How to Time Red Light Therapy and Infrared Sauna in Your Routine
The best way to combine red light therapy and infrared sauna depends on your schedule, energy levels, and recovery demands. Rather than focusing on optimization, it can be more practical to align each modality with the time of day and purpose it serves.
Morning Sessions for Mood and Energy
Morning sessions are often structured around alertness and circadian alignment. Light exposure in the early part of the day has been shown to influence mood and biological rhythms [3]. Infrared sauna in the morning can also create a stimulating cardiovascular response, while red light therapy may be incorporated as part of a consistent routine before the day begins.
Complementing Exercise With Heat and Light
Exercise already places demand on the cardiovascular and muscular systems. Infrared sauna is sometimes used after training, and regular sauna use has been associated with cardiovascular and recovery-related adaptations in observational and interventional studies [4]. Red light therapy may be used before or after workouts depending on personal preference and tolerance.
When combining exercise, sauna, and red light therapy in the same day, cumulative load becomes the key variable. Spacing sessions or adjusting duration may help manage fatigue.
When to Emphasize Heat vs Light
There may be periods where heat exposure is prioritized, and others where light exposure is the primary focus. Scheduling flexibility allows you to adjust based on recovery status, travel, workload, or sleep patterns.

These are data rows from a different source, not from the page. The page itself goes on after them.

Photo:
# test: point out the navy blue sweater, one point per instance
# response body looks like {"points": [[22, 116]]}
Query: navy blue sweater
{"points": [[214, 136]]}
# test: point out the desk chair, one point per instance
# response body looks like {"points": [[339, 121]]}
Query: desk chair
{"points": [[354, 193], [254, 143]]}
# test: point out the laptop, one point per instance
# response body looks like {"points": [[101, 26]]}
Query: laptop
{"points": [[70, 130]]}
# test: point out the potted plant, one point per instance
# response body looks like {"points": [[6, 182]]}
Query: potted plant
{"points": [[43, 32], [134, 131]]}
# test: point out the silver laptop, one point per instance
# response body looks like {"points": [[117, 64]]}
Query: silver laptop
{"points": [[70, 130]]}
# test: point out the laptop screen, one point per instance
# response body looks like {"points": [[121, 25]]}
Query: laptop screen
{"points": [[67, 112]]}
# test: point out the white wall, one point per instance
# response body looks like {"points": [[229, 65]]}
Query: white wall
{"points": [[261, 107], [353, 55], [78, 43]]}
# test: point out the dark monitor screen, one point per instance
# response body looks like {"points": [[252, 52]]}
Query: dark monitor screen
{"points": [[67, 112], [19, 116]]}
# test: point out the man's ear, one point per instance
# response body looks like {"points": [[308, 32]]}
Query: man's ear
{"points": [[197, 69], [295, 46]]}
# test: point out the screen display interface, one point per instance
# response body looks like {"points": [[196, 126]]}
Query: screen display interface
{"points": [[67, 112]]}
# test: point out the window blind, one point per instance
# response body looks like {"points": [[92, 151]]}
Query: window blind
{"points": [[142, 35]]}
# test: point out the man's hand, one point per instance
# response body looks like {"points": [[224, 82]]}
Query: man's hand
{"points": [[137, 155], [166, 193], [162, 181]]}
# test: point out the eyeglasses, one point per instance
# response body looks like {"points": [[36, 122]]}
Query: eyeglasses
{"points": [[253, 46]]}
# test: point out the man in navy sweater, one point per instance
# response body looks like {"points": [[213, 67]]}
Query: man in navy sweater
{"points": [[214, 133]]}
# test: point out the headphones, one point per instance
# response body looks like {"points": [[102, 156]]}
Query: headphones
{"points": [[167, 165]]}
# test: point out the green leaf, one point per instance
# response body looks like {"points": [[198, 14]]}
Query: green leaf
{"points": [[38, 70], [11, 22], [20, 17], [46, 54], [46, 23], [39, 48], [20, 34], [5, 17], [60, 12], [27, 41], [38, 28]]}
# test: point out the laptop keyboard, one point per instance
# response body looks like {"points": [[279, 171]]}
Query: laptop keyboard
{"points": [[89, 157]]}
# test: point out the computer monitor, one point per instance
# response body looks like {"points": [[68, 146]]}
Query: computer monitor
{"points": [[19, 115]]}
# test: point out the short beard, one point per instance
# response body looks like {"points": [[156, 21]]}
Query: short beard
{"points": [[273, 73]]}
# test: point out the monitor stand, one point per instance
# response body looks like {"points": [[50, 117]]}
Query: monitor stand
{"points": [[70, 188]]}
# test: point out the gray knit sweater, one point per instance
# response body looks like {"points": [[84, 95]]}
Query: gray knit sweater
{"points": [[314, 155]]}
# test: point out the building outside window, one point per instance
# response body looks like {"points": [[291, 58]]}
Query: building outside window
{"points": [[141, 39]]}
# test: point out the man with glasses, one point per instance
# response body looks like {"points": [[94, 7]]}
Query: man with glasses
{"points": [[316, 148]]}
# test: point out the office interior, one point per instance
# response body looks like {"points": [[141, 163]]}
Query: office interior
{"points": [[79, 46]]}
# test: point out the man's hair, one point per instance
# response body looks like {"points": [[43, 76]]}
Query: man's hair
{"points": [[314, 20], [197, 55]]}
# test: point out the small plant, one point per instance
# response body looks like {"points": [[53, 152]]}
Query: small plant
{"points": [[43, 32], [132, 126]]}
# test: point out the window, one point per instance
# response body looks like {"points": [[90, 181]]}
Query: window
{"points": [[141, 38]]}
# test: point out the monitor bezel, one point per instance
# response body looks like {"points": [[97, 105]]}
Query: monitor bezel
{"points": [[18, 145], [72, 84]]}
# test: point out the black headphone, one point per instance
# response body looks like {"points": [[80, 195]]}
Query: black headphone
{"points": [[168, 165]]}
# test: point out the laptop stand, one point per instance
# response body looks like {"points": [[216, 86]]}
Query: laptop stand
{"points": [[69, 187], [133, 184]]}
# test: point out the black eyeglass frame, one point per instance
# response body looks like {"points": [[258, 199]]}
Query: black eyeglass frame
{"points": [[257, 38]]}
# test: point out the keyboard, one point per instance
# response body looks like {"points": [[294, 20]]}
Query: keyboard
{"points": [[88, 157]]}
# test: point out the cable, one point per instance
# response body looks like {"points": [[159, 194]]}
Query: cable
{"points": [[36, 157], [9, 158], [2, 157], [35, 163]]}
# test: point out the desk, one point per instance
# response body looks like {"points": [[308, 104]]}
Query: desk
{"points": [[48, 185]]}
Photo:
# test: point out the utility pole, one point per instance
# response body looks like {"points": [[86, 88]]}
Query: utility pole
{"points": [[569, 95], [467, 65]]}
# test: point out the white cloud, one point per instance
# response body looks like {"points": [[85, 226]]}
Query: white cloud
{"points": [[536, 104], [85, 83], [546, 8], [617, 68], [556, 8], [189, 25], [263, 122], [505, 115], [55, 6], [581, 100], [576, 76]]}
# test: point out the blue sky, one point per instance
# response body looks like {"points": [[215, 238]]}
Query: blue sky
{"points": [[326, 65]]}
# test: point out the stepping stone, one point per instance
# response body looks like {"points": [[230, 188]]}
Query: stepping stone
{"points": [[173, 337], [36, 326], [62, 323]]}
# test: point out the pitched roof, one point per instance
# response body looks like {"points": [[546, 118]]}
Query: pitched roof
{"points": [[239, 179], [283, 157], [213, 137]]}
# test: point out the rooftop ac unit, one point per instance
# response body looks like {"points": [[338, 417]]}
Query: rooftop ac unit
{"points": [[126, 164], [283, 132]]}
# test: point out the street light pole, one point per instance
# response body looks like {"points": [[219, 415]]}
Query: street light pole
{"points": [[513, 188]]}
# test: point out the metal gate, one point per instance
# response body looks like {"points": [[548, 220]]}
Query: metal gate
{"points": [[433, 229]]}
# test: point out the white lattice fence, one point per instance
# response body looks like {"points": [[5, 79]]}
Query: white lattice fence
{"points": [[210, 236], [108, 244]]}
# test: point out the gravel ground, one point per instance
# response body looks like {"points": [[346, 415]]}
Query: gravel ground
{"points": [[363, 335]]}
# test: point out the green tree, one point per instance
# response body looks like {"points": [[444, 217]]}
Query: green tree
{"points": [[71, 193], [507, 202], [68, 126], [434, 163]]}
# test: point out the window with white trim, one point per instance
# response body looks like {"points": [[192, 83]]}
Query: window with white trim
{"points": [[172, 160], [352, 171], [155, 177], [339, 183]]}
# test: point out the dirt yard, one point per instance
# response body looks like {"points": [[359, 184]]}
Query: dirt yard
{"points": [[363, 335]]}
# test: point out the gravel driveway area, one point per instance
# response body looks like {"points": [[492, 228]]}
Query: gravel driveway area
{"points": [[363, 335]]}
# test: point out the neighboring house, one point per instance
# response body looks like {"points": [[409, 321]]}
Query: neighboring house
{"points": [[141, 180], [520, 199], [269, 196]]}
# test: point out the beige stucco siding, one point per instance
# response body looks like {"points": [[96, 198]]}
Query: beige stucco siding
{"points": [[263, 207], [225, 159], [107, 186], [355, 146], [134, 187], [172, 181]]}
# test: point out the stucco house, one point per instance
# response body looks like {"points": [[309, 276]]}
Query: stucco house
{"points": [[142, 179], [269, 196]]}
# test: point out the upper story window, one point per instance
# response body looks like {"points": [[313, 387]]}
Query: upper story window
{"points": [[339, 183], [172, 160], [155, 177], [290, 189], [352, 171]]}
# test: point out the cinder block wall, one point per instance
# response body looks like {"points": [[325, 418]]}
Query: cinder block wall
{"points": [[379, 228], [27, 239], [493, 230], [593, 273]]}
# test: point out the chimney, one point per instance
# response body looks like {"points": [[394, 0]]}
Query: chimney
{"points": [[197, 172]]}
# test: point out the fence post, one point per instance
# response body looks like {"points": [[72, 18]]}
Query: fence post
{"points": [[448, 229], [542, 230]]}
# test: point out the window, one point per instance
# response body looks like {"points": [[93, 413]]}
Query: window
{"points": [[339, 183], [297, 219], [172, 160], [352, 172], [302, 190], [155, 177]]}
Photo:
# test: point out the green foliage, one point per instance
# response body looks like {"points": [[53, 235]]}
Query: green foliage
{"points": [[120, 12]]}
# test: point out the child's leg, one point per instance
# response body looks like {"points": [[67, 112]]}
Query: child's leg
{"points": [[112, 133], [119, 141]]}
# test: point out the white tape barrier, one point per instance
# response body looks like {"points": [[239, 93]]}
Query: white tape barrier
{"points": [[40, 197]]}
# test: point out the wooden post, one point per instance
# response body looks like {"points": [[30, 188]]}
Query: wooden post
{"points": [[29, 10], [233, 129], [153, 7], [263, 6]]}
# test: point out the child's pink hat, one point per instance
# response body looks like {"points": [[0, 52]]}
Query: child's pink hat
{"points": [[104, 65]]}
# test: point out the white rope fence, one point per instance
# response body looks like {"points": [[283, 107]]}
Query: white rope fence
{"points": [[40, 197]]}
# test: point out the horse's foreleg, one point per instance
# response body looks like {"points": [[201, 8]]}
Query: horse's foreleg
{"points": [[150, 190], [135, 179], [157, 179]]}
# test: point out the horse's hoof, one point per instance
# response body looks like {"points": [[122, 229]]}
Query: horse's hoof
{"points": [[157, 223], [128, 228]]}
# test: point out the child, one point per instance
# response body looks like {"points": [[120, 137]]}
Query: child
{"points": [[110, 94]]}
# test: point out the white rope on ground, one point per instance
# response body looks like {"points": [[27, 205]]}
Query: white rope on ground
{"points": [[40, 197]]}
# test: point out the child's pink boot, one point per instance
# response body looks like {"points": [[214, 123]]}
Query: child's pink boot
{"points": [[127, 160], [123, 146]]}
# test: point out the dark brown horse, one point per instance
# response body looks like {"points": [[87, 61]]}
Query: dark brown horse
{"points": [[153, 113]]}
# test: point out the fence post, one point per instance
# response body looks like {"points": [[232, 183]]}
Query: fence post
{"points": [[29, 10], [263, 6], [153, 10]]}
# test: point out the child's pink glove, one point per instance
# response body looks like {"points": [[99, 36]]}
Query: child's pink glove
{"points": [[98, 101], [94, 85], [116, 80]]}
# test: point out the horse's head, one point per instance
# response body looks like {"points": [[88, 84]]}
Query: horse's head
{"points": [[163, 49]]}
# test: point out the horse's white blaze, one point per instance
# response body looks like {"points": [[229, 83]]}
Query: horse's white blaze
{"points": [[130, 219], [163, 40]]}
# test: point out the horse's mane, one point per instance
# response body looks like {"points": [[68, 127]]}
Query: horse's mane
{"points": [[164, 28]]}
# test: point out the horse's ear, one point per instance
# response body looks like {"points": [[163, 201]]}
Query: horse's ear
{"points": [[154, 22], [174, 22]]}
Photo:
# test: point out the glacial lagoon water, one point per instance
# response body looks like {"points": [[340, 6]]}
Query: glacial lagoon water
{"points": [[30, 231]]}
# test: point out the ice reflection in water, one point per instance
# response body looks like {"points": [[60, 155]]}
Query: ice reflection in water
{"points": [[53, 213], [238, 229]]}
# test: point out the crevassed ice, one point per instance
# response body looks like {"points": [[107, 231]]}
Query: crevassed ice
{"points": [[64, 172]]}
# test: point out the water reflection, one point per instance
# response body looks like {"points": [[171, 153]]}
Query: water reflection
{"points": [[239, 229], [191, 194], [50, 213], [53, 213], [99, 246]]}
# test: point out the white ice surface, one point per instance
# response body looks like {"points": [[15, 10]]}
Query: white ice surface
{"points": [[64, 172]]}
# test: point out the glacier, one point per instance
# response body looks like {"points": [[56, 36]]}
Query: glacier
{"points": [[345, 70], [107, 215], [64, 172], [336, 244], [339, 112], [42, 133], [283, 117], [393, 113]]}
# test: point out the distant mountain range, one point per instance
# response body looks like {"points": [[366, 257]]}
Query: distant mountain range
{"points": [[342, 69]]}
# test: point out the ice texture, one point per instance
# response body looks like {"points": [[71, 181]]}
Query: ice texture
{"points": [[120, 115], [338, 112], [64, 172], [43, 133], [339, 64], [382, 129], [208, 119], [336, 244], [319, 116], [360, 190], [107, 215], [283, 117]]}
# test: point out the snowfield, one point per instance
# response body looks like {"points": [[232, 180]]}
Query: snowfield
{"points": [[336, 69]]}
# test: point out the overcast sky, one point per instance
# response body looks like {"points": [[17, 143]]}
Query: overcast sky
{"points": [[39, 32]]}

Rather than assuming both must always be stacked, some routines may alternate days or separate sessions entirely. The most effective structure is one that can be maintained consistently.
Key Takeaways
-
Timing should reflect your schedule, recovery demands, and goals
- Morning sessions often emphasize alertness and routine consistency
-
Exercise, sauna, and red light therapy can be combined, but total physiological load should be considered
- Consistency and sustainability often matter more than stacking every modality in one session
References
1. Maghfour J, Ozog DM, Mineroff J, et al. Photobiomodulation CME part I: Overview and mechanism of action. Journal of the American Academy of Dermatology. (2023). Photobiomodulation uses red and near-infrared light absorbed by cytochrome c oxidase to modulate ATP and signaling. https://www.sciencedirect.com/science/article/pii/S0190962224001865
2. Laukkanen JA, Laukkanen T, Kunutsor SK. Cardiovascular and other health benefits of sauna bathing: a review of the evidence. Mayo Clin Proc. 2018;93(8):1111-1121. PMID: 30077204. doi:10.1016/j.mayocp.2018.04.008. https://pubmed.ncbi.nlm.nih.gov/30077204/
3. Tähkämö L, Partonen T, Pesonen AK. Systematic review of light exposure impact on human circadian rhythm. J Circadian Rhythms. 2018;16:5. PMID: 30217259. https://pubmed.ncbi.nlm.nih.gov/30311830/
4. Scoon GS, Hopkins WG, Mayhew S, Cotter JD. Effect of post-exercise sauna bathing on the endurance performance of competitive male runners. J Sci Med Sport. 2007;10(4):259–262. PMID: 16877041. https://pubmed.ncbi.nlm.nih.gov/16877041/
DISCLAIMER: Mito Red Light devices are Class II wellness devices aimed at affecting the body through supporting cellular function. The information provided in this article and on this site is for educational purposes only and is not intended to imply effectiveness of Mito Red Light devices for any specific application. The information provided in this article and on this site is not intended to diagnose, treat, cure, or prevent any disease, is not a substitute for consultation with a licensed medical provider and should not be construed as medical advice. Click here to read our article on potential contraindications of red light therapy.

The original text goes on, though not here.